Navigate to https://mesh-adaptation.github.io/docs/demos/point_discharge2d.py.html.

Checkpointing

Recall our discussion about tape unrolling and how for reverse mode we first unroll the tape to run the primal code.

Question

Under what circumstances can we get away without an initial forward pass when running reverse mode?

Solution

Two possible answers:

If the variables involved in the forward computation had their values assigned exactly once and those values are still available in memory then we already have the forward data required for the reverse pass.*

If the problem is linear in the independent variables then the reverse mode code will be independent of those variables. As such, there is no need to compute them.

*Although your AD tool might not be aware of this or be able to make use of the information.

Checkpointing

In scientific programming, time-dependent problems are typically solved using a timestepping method such as the theta-method we saw in the first session. When writing code for such methods, it’s common practice to overwrite the variable for the approximation at a given timestep as we progress through the steps. In such a formulation, the value is no longer in memory and needs to be recomputed.

In some cases, it’s possible to keep the full state on the tape at every timestep, whereby all the information required for reverse mode is available - see Figure 4.

Figure 4: Time-dependent adjoint problem solved without loading checkpoints. Generated using tikZ and \(\LaTeX\).

This quickly becomes infeasible for real world problems, with the amount of memory required at each timestep taking a large chunk of the available RAM. In the extreme case where only one timestep’s worth of data fits in memory, a reverse mode propagation requires checkpointing at each timestep as in Figure 5.

Figure 5: Time-dependent adjoint problem solved with checkpointing at every timestep. Generated using tikZ and \(\LaTeX\).

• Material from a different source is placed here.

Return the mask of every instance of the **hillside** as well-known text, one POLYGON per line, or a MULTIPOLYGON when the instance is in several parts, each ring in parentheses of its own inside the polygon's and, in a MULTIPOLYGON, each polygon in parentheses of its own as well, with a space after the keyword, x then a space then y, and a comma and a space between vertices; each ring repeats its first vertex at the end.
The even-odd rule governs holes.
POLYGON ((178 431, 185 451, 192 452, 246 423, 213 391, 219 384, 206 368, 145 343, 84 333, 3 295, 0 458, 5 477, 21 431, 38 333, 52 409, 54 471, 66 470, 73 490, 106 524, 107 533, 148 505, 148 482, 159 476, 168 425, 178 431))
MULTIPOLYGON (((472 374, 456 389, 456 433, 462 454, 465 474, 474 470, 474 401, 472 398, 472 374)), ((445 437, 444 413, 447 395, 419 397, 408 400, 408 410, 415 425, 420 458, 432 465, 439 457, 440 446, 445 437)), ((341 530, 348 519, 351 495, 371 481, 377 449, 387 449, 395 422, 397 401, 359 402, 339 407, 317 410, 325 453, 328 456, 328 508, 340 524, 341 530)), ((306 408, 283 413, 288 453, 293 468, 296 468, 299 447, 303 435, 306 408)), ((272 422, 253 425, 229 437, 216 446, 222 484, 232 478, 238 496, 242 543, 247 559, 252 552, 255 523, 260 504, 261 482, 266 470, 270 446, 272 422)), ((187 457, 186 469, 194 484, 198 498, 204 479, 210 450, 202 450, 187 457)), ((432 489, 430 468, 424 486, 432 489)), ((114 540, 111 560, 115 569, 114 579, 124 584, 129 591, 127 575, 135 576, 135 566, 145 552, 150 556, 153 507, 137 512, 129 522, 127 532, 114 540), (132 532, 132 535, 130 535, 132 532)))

In intermediate cases, checkpointing can be done on the basis of some fixed frequency or in a more intelligent way using the revolve algorithm (Griewank & Walther, 2000).

Further applications

Sensitivity analysis.
Data assimilation.
Uncertainty quantification.
Online training in machine learning.
PDE-constrained optimisation.
Goal-oriented error estimation and mesh adaptation.

Summary

In today’s session we:

Learnt about reverse mode and the operator overloading approach, comparing them with forward mode and source transformation, respectively.
Verified the consistency of code generated by Tapenade under forward and reverse mode using the dot product test.
Calculated higher order derivatives using Tapenade.
Tried out the Pyadjoint operator overloading AD tool underpinnning the Firedrake finite element library and saw showcases of more advanced AD usage.
Learnt about checkpointing and using AD to compute higher order derivatives.

References

S. Linnainmaa. Taylor expansion of the accumulated rounding error. BIT, 16(2):146–160, 1976, doi:10.1007/BF01931367.
B. Speelpenning. Compiling fast partial derivatives of functions given by algorithms. University of Illinois, 1980, doi:10.2172/5254402.
A. Griewank. Achieving logarithmic growth of temporal and spatial complexity in reverse automatic differentiation. Optimization Methods & Software, 1:35–54, 1992, doi:10.1080/10556789208805505.
A. Griewank and Andrea Walther. Algorithm 799: revolve: an implementation of checkpointing for the reverse or adjoint mode of computational differentiation. ACM Transactions on Mathematical Software (TOMS) 26.1: 19-45, 2000, doi:10.1145/347837.347846.
J. Huckelheim, et al. A taxonomy of automatic differentiation pitfalls, WIREs Data Mining Knowl Discovery, 2024, doi:10.1002/widm.1555.